I know that Tarshish is not necessarily Tarsus. But there is still a linguistic connection between the two, and I think we can glimpse another example of this precious metal analogy in the person of Paul. Solomon supplies his house and God’s house with gold and silver from Tarshish:

All King Solomon’s drinking vessels were gold, and all the vessels of the House of the Forest of Lebanon were pure gold. Not one was silver, for this was accounted as nothing in the days of Solomon. For the king’s ships went to Tarshish with the servants of Hiram. Once every three years the merchant ships came, bringing gold, silver, ivory, apes, and monkeys. (2 Chronicles 9:20-21)

God brings into his kingdom another gift-treasure from Tarshish/Tarsus:

So the Lord said to him, “Arise and go to the street called Straight, and inquire at the house of Judas for one called Saul of Tarsus, for behold, he is praying. And in a vision he has seen a man named Ananias coming in and putting his hand on him, so that he might receive his sight.” (Acts 9:11-12)

Saul/Paul is gold and silver brought into God’s house.

This reminds me of the great reversal between Psalm 68 and Ephesians 4. While Psalm 68 says that God receives gifts:

You have ascended on high,
​​You have led captivity captive;
You have received gifts among men,
Even from the rebellious,
That the LORD God might dwell there. (Psalm 68:18)

Paul reverses this in Ephesians:

Therefore He says:
​“When He ascended on high,
He led captivity captive,
And gave gifts to men.” (Ephesians 4:8)

This is not because Paul is simply perpetuating Septuagint corruptions.

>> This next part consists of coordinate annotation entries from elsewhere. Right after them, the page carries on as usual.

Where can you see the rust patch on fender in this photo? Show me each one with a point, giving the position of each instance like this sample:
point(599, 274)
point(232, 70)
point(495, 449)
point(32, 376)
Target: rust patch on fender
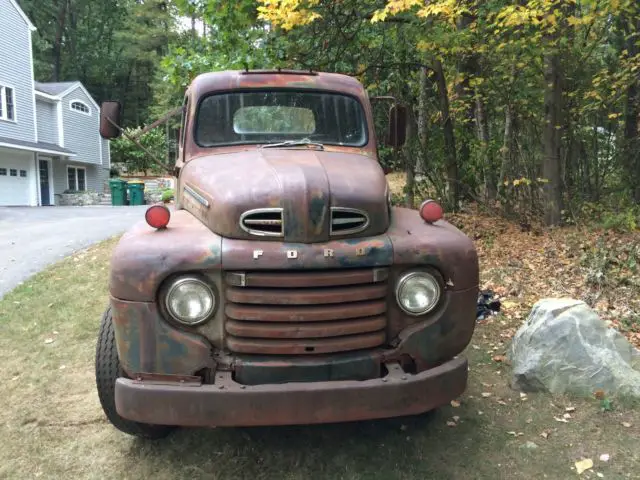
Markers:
point(144, 257)
point(146, 343)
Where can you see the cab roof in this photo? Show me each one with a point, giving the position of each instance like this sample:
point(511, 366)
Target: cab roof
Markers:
point(260, 79)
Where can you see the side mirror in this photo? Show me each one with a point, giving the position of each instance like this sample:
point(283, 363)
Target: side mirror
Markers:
point(397, 126)
point(110, 119)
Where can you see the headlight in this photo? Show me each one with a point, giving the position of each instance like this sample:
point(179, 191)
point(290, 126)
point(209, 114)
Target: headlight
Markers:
point(190, 300)
point(417, 293)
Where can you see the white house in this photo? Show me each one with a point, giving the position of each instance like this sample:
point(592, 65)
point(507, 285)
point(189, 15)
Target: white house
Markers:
point(49, 139)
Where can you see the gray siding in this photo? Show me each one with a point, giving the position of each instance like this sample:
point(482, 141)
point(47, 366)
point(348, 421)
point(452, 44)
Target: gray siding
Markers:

Instead, I maintain that Paul is here applying his understanding of the union between Jesus and his church. Paul understood this union from the very moment of his conversion, when Jesus identified himself with his church:

Then he fell to the ground, and heard a voice saying to him, “Saul, Saul, why are you persecuting Me?” (Acts 9:4)

What is happening in Ephesians is that Jesus is receiving gifts from the nations—gifts such as Paul himself. In the very act of receiving these gifts he also sets them free and gives them to his own body, his church.